# Sub Class 820



## Catherinenick (Dec 17, 2010)

Hello

Good to see you, all.

I am a new member for this site. 

I want to know about " Class UK Provisional Resident Sub Class 820 Visa granted 

on 4 June 2009." Now, can I change to Permanent Resident Visa ?

If anyone know about that, please reply to me. Thanks alot.


----------



## amaslam (Sep 25, 2008)

Could you describe your situation in more detail. An 820 appears to be a temporary spouse visa.

Partner Visa: Onshore Temporary and Permanent (Subclasses 820 and 801)

Do you have another application in processing with DIAC?



Catherinenick said:


> Hello
> 
> Good to see you, all.
> 
> ...


----------



## Zultan (Aug 4, 2009)

Hi, if you were granted a 820 visa on 4 June 2009 you won't be eligible for an 801 permanent partner visa until 4 June 2011. DIAC will write to you a couple of months before this date and tell you what you need to do next.


----------



## Catherinenick (Dec 17, 2010)

*About my visa*

Thanks for ur reply, Amaslam.

How do u know about my detail? For this moment or the whole situation?

At the moment, I'm in my country (Burma) and my husband is in Canada, Vancouver.
He will stay at least 6 months in there. So, can I go back to OZ or I have to stay in my country? Actually is I want to go back and finish my English hours at AMES. And also want to find the job and do something. The main thing I would like to know about is ' what am I supposed to do now? ' Help me please !:help:

I can't think properly and wanna cry. :confused2: :Cry:

Thanks again.


----------



## amaslam (Sep 25, 2008)

I think you should be able to come back on your 801 visa, is it still valid?

I don't think your partner needs to be in AU while you are on a valid 801. I think however once you are applying for the 820 there might be a need to show that you are living together as husband and wife.



Catherinenick said:


> Thanks for ur reply, Amaslam.
> 
> How do u know about my detail? For this moment or the whole situation?
> 
> ...


----------



## Catherinenick (Dec 17, 2010)

I don't know about 801 visa, coz they gave me only 820 visa. Yes, we did stay together since from 2008 until now as husband and wife. We separated only 4 months coz of his job. If my husband wasn't there, I can't go back to OZ? So, what shall I do next?


----------



## Zultan (Aug 4, 2009)

So if I understand it - since getting the temporary spouse visa (820), despite remaining as a couple you and your husband are living in seperate countries for work and study reasons?

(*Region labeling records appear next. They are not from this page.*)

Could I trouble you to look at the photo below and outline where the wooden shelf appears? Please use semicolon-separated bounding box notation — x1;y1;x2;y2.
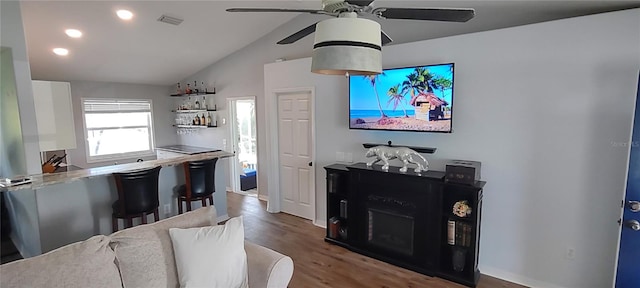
173;124;218;129
169;89;216;97
171;109;218;113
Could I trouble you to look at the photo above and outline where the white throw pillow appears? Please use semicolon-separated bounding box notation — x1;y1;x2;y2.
169;216;248;288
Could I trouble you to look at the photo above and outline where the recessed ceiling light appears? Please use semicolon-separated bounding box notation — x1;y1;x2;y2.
116;10;133;20
64;29;82;38
53;48;69;56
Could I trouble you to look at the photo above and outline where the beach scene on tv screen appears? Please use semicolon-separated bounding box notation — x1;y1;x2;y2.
349;64;453;132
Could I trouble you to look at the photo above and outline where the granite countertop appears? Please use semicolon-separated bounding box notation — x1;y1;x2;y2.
0;151;233;191
156;145;220;155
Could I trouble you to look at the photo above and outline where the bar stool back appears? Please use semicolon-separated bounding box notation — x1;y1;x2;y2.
178;158;218;214
111;166;162;232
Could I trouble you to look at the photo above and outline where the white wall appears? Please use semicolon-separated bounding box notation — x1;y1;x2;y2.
180;15;326;197
0;1;42;174
264;9;640;287
63;79;178;168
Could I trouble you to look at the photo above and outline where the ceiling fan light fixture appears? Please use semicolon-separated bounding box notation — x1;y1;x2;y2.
311;17;382;75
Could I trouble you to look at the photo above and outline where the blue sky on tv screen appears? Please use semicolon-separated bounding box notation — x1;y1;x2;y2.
349;64;455;111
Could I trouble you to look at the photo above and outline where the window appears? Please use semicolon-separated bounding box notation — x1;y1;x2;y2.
82;99;154;163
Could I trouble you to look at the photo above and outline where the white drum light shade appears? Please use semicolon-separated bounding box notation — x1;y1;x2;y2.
311;18;382;75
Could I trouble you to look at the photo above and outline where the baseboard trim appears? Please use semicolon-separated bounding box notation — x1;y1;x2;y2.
313;220;327;229
216;214;230;223
479;265;565;288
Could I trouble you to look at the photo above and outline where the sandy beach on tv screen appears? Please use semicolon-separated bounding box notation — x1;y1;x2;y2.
351;117;451;132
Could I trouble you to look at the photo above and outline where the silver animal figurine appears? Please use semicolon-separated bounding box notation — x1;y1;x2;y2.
365;146;429;173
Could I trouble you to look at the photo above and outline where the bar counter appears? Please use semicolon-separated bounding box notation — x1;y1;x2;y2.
0;151;233;191
3;151;233;258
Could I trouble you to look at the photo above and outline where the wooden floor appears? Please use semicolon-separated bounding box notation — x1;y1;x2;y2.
227;192;524;288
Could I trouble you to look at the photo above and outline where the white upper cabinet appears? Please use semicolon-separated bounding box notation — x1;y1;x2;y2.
32;80;76;151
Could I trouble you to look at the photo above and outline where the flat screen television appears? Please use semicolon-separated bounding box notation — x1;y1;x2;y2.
349;63;454;133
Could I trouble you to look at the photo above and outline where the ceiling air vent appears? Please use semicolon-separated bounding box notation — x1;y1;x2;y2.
158;15;184;25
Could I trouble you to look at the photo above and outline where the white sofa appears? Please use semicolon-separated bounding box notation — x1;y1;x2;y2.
0;206;293;288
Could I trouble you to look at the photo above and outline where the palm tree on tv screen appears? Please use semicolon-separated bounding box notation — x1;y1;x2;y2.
364;74;387;118
415;67;436;93
401;71;422;105
433;77;453;98
387;84;409;118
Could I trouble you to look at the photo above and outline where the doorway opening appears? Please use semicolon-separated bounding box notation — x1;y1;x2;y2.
228;97;259;197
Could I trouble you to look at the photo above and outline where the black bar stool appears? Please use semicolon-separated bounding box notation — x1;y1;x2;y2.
111;166;162;232
178;158;218;214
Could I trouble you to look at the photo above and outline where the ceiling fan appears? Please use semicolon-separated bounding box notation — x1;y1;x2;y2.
227;0;475;45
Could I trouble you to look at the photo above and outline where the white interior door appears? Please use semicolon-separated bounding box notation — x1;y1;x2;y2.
278;91;315;220
227;98;240;192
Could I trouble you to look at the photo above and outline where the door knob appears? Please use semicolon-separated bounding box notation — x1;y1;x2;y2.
629;201;640;212
624;220;640;231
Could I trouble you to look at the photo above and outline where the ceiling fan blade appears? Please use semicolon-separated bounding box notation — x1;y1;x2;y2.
373;8;476;22
227;8;326;14
278;23;317;45
380;30;393;46
344;0;373;7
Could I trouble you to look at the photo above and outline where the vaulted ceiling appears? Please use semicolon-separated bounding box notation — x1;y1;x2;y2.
21;0;640;85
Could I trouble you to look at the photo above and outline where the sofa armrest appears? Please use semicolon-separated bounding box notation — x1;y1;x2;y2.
244;241;293;288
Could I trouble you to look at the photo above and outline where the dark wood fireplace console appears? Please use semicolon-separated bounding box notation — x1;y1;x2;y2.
325;163;485;287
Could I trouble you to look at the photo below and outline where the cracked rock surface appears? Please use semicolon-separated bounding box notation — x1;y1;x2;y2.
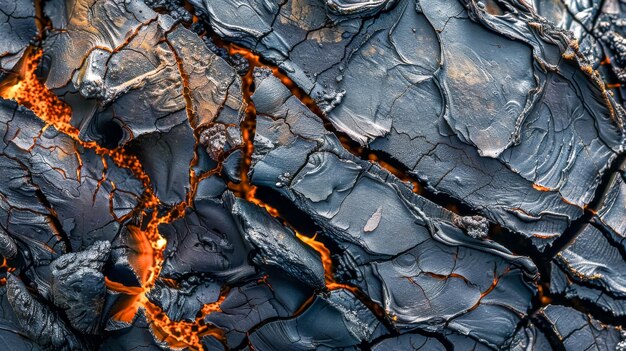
0;0;626;351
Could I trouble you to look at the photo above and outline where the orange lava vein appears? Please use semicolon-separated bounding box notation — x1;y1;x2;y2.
0;48;225;350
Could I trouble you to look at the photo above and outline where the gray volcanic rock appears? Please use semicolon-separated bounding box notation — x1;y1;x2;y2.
231;199;325;290
7;275;84;350
51;241;111;334
0;0;37;79
0;0;626;351
539;305;621;351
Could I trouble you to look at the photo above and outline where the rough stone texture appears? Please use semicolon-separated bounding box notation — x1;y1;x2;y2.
0;0;626;351
0;0;37;79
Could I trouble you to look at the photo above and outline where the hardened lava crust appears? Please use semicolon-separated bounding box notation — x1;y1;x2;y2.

What evidence can you show that the relationship is ongoing? And where will you both be in June 2011 - when DIAC will reassess your application with a view to giving you a permanent spouse visa (801)?


----------



## Busyte (May 19, 2009)

Hi,

If you have a valid visa to live in Australia, you can go and live there without your husband. It really does not matter where he is.

I also have a partner visa and I can come and go as I want.

BUT, when you apply for a permanent visa, because your visa was given because of a relationship, you'll need to prove you are still together. Or you might have your visa refused and you'll need to leave Australia.

On a completely different perspective, I would want to live where my husband was/is to keep the family together.
Long distance relationships are known for being very risky.

Good luck!!!


----------



## Catherinenick (Dec 17, 2010)

Hi Zultan

I think you have wrong understanding to me. Coz before I've got the visa 820, we stayed together as husband and wife. We lived in our country and tried for the visa to go to Oz. At first, they gave me some kind of visa which is valid only 9 months in Oz. As soon as I've got that visa we went to Oz and lived together in there as husband and wife. Within 9 months they gave me this 820 visa. This visa was granted on 4th June 09. All the time we lived together before I went back to my country. I went back on 6th August 2010 and staying until now. So, we separated nearly 5 months. 

We sent the mails and sometimes he called me. As you ask me at June 2011, I also want to know can we meet or not. Coz his job is difficult to explain exactly. That's why I don't know what should I do next. If, at that time he can't come back to me, ??? I don't want to think like that.


----------



## Catherinenick (Dec 17, 2010)

Hi Busyte

Thanks for your advice. 

Yes, you are right. I already asked from embassy. But I need to think seriously for June 2011. If my husband can't come back at that time, what can happen to me? That's why I'm scare to go back to Oz. Pls wish for me, I totally don't want the bad luck. And also I don't want to stay in my country coz of the government. At the moment, I'm crying and praying everyday.


----------



## Busyte (May 19, 2009)

Hi,

Do you have where to live in Australia?
Can you get a job?
Or can you get a temporary visa to join your husband in Canada?
Think about all the options.

Good luck!
Best wishes and I hope you have a lovely New Year


----------



## Catherinenick (Dec 17, 2010)

*Reply to Busyte*



Busyte said:


> Hi,
> 
> Do you have where to live in Australia?
> Can you get a job?
> ...



Hi Busyte

I live in Melbourne, and you?
Yes, I can. Why?
Temporary visa for what? I can't understand what you mean. Can you explain to me? Yes, I'm thinking which is the best option for me.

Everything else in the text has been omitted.